Farrukh Dhondy | UK Is Trying New Ways to Halt Rise in Immigration, Asylum-Seekers

“No, nothing can bring back the hour
No apologies, retractions or tears
The seasons rot the brightest flaming flower
Obliterate even wonderful past years
The splendour in the grass will fade
And every glorious petal fall
The happy times that you degrade
Denying all you can recall.”
From The Divine Tragedy, by Bachchoo
The world is what it is… and today it’s almost everywhere in a sorry state.
Wars and persecution have driven millions from their homes and native lands to seek peace, safety, freedom from starvation or persecution and even a decent, if barely substantial, standard of living.
This has become an age of mass migrations of populations fleeing war-torn countries or cruel regimes – Afghanistan, Sudan… the list overwhelms the word count of this column.
In Britain, undoubtedly fuelled by right-wing bigotry and racist ideology, the largest looming political controversy is about “immigration”. The propaganda and opportunism around it have caused nationwide controversies. In the words of the UK’s home secretary for the last 80 days, Shabana Mahmood, these “are tearing the UK apart”!
Her governing Labour Party faces a real challenge from the newly formed Reform Party under the leadership of veteran Brexiteer Nigel Farage, an outfit that can justifiably be described as neo-fascist. The public that, according to every popular poll, supports Reform does so because of its extremist stance on “immigration”.
I put quote marks around the word, because it means so many different things.
The foremost in the public eye is the growing number of “asylum seekers” who arrive on the shores of Britain, mainly from France, by crossing the English Channel in overcrowded rubber dinghies and are then picked up and given shelter in various forms of accommodation till their claims to remain in the country are laboriously processed.
Thousands of these asylum-seekers, most of them fleeing from death and disaster and some of them manifestly here to get away from abject poverty and live in a relatively prosperous environment, are of course housed and fed at the British taxpayers’ expense.
Ms Mahmood, who was promoted to her ministerial position as an answer to Reform’s anti-immigration perspective and programme, is already talking tough on the issue. She says she’ll stop asylum seekers being housed in hotels.

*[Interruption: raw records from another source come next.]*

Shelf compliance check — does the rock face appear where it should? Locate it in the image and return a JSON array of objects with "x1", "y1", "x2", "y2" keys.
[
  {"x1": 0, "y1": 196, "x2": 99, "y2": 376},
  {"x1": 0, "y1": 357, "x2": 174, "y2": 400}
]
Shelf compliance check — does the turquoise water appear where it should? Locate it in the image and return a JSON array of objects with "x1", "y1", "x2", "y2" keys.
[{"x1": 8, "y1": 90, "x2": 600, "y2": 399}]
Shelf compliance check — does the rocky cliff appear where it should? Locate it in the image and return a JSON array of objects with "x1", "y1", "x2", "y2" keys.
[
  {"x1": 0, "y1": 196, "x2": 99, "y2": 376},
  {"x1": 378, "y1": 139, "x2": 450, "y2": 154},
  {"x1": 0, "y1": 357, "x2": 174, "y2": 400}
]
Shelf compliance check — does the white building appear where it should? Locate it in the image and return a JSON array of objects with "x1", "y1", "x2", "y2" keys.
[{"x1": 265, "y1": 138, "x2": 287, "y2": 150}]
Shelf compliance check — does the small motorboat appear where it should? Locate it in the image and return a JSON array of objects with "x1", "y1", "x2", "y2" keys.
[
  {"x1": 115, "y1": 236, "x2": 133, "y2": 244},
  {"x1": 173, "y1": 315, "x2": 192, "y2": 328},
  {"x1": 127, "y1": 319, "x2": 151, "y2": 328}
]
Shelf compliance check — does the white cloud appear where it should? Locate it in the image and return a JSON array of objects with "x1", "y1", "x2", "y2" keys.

She will hasten the vetting process and those who are refused permission to remain will be packed off to their countries of origin. If these countries refuse to accept their returned citizens, then Britain will not grant entry visas to any of their citizens.
All those whose application to stay is approved will not get permanent residence but their status will be reviewed every thirty months, and if their country of origin is deemed to be “safe” once again, they will be offered financial incentives to leave, and if they refuse, they will be forcibly deported.
This policy of refusing visas to citizens of countries that won’t accept its repatriated citizens already applies to Angola, the Congo and Namibia.
Ms Mahmood also quoted a list of countries, including India, which are deemed “safe” to send illegal immigrants back to.
She has also specified that permanent residence will not be granted to immigrants allowed to remain after the present “temporary” period of five years. This period of assimilation and granting of permanent residence will be extended to twenty years.
Ms Mahmood has also proposed that in discussion with other signatories to the European Court of Human Rights, she will attempt to modify the rules governing the right of immigrants to bring their relatives as residents when they are granted leave to remain. She has said that if specific and humane modifications are made to this right, it will deter illegal immigrants from bringing their children across on the hazardous Channel boats.
This year 36,000 people crossed the Channel illegally, a larger number than in 2024, but 900 fewer than in 2022 under Hedgie Sunak’s Tory government.
Ms Mahmood’s legislative plans, designed to undermine Reform’s appeal to voters and to bring about unity in what she says is a deeply divided country, are not popular with all Labour MPs. Several have expressed deep misgivings, and some have accused her of adopting inhumane Tory policies. Danny Kruger, a Tory MP who defected to Reform, publicly says he welcomes her plans and invites her to follow him and join Reform. Kemi Badenoch, the Tory Leader of the Opposition, says she supports the plans and will get her party to see the measures are passed by Parliament.
The anti-asylum-seeker lobby slides into and is regularly confounded with a general unthinking racism. Robert Jenrick, a Tory MP who fancies himself, and is widely tipped as the MP who will oust Kemi Badenoch from the leadership of the Tories, made a strange announcement after a visit to Handsworth, a district of Birmingham. He said he was walking its streets and didn’t see even one white face. What did he mean? Of course, black and Asian people all over the country have congregated together and formed communities for diverse reasons: some for that distinct feeling of belonging to a communal neighbourhood, some because the housing stock is within range for low-income earners, some because the shopping and entertainment are part of their culture…
If Mr Jenrick ventures to Stamford Hill in north London, he will certainly see some white faces, but most with orthodox Jewish uniforms and men with locks and women with wigs? Would he be appalled?